NEW HAVEN, Connecticut, MAY 25, 2009 (Zenit.org).- It’s almost a guarantee that Barack Obama will seek a pro-abortion judge to fill a vacant spot on the Supreme Court, but polls show that a presidential pro-choice pick will go against the views of most Americans.
The Supreme Knight of the Knights of Columbus, ZENIT columnist Carl Anderson, considered how polls are showing that Americans are no longer supporters of the 1973 Roe vs. Wade decision that legalized abortion.
“That’s not a controversial statement; it’s simply true,” Anderson said, in consideration of three polls that have showed Americans are not in favor of abortion to the extent that the Roe decision has been interpreted to allow.
The opinions of the American people on abortion should have particular importance right now, the Supreme Knight suggested, given that Obama and the Senate are considering a replacement for David Souter, the Supreme Court justice who announced his retirement May 1.
The president “will be pressured by a vocal minority to pick someone who passes a pro-Roe litmus test,” Anderson said. “Politically and legally — let alone ethically — that is not the right move.”
The nine Supreme Court justices sit for life; Obama’s nominee is expected to be announced this week.
Plenty of consensus
Anderson noted that Roe vs. Wade has been interpreted to allow abortion without restriction. This, he said, “is at odds with the overwhelming majority of Americans according to several recent public opinion polls.”
“And in light of this,” he continued, “as the president and Senate consider an appointment to the Supreme Court, they should not waste the chance to embrace a growing American consensus by moving away from the absolutist position of Roe and its increasingly few adherents.”
Citing a Pew poll and a Gallup poll, Anderson explained that there is “far more consensus on the issue [of abortion] than the political rhetoric would lead us to believe.”
According to the Pew survey released April 30, only 18% favored legalized abortion “in all cases.” Twenty-eight percent said it should be legal in “most cases”; that same percentage said the opposite: that abortion should be “illegal in most cases,” and 16% said it should be illegal in all cases.
A Gallup poll released May 15 showed that a majority of Americans call themselves “pro-life.” That survey found that more Americans believe abortion should always be illegal than those who believe the opposite: 22% of Americans believe abortion should be legal in any circumstance, but 23% believe it should be illegal in every circumstance. A majority, 53%, believe it should be legal “only under certain circumstances.”

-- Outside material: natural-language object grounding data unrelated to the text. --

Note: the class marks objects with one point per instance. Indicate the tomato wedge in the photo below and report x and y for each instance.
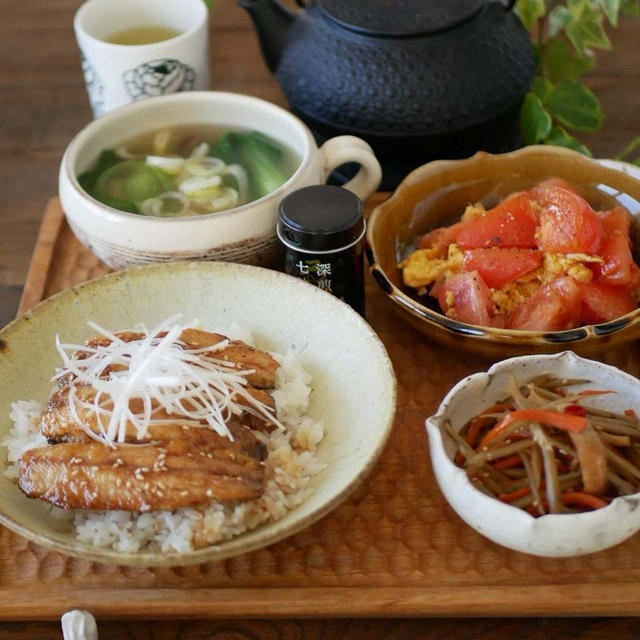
(553, 307)
(618, 261)
(499, 266)
(511, 224)
(603, 302)
(616, 220)
(469, 297)
(568, 224)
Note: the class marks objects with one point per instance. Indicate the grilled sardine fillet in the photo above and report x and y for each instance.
(187, 471)
(58, 423)
(237, 352)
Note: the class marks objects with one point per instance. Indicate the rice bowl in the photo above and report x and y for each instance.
(289, 466)
(347, 369)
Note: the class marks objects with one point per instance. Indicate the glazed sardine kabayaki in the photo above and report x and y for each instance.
(176, 461)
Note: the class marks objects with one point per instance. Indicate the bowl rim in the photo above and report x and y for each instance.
(276, 530)
(480, 332)
(84, 137)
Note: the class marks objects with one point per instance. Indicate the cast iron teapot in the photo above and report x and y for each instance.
(418, 79)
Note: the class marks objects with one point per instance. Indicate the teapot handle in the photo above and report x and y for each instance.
(343, 149)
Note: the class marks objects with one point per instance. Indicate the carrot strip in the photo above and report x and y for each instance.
(563, 421)
(581, 499)
(575, 410)
(480, 422)
(594, 392)
(508, 463)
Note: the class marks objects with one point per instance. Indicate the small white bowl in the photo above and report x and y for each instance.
(553, 535)
(244, 234)
(354, 387)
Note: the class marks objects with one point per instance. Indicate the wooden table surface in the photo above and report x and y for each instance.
(43, 103)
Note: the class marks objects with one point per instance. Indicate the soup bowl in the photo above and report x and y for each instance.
(243, 234)
(438, 192)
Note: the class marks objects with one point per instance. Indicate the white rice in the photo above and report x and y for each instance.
(289, 466)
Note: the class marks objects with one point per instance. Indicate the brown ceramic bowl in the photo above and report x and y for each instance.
(436, 194)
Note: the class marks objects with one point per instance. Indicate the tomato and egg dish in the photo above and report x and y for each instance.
(542, 259)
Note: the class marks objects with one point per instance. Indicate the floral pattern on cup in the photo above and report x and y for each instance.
(158, 77)
(95, 86)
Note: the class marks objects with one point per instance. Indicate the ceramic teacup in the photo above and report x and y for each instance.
(116, 74)
(244, 234)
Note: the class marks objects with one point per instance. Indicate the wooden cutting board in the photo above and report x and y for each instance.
(394, 547)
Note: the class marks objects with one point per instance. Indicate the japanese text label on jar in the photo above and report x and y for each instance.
(322, 229)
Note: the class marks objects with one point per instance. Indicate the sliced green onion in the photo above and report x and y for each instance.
(228, 199)
(169, 204)
(200, 150)
(240, 174)
(172, 166)
(204, 166)
(161, 142)
(200, 186)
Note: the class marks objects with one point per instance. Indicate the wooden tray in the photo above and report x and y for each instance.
(394, 547)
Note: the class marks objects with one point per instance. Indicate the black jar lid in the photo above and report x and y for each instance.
(399, 18)
(321, 218)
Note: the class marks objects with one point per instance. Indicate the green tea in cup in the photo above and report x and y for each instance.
(142, 35)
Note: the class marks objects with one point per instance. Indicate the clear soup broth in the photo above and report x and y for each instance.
(189, 170)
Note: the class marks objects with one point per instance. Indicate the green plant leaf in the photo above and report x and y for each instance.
(559, 61)
(630, 148)
(575, 106)
(559, 18)
(611, 9)
(529, 11)
(542, 87)
(584, 29)
(560, 138)
(535, 122)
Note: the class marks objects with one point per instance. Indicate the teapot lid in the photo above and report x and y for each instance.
(399, 17)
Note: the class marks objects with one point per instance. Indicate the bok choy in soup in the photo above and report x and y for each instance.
(188, 171)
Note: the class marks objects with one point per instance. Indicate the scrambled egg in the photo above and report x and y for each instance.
(423, 268)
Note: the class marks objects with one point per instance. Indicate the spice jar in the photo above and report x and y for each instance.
(322, 229)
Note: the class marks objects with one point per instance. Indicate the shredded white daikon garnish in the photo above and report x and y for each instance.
(188, 387)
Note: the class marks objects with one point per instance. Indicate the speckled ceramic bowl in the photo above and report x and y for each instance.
(433, 194)
(244, 234)
(354, 389)
(553, 535)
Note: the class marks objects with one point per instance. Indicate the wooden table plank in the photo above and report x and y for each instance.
(43, 104)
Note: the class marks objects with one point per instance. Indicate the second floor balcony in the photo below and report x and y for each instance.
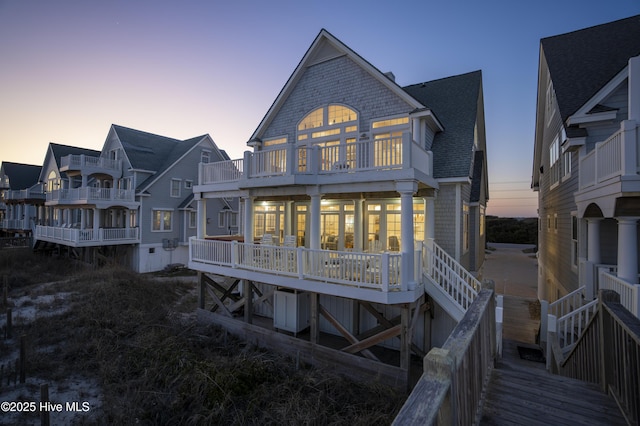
(103, 197)
(366, 160)
(89, 165)
(614, 163)
(24, 195)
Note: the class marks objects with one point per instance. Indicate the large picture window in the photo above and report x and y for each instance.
(162, 220)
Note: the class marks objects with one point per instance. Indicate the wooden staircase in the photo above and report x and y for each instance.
(524, 393)
(447, 282)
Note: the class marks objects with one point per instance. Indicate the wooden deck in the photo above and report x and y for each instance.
(523, 393)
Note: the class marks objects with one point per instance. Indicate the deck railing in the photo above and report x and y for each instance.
(83, 236)
(629, 293)
(89, 194)
(78, 162)
(288, 159)
(453, 279)
(15, 224)
(619, 155)
(607, 353)
(454, 379)
(379, 271)
(24, 194)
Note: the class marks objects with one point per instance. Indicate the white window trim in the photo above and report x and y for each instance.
(153, 210)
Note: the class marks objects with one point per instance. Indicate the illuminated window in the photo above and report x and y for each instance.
(175, 188)
(161, 220)
(465, 226)
(276, 141)
(391, 122)
(340, 114)
(313, 120)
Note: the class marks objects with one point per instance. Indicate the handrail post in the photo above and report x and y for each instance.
(439, 364)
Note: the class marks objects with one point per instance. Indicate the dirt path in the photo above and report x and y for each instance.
(515, 274)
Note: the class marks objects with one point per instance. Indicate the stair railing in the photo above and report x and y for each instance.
(449, 275)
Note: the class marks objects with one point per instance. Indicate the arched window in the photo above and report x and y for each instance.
(53, 182)
(332, 128)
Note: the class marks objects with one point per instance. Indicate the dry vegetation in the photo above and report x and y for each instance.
(132, 341)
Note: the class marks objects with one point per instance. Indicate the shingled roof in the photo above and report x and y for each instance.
(454, 101)
(150, 152)
(21, 176)
(582, 62)
(60, 151)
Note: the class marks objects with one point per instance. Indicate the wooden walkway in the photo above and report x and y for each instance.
(524, 393)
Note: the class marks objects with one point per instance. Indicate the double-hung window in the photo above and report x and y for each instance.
(161, 220)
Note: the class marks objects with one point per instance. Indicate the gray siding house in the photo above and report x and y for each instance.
(21, 197)
(131, 202)
(586, 160)
(357, 195)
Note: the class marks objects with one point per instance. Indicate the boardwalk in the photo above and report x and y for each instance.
(522, 392)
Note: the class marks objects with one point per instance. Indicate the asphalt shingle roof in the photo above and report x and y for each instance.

“Though the debate has been framed in terms of an all or nothing issue, the fact is — as these polls show — Americans by a more than 3:1 margin, want to move away from Roe and want some restrictions on abortion,” Anderson explained.
Down to detail
The Supreme Knight went on to consider a poll conducted by his own organization last October, which offered more detail in its evaluation of the American stance on abortion.
According to that survey, only 8% of Americans agreed with abortion “any time during a pregnancy,” and another 8% supported abortion during the first six months of pregnancy. But 84% of Americans wanted more significant restrictions. Almost one quarter of U.S. citizens, 24%, wanted abortion limited to the first three months.
The greatest number, 32%, wanted to limit abortion to cases of rape, incest or saving the life of the mother, while another 15% wanted to limit abortion only to saving the life of the mother. Finally, 13% said abortion “should never be permitted.”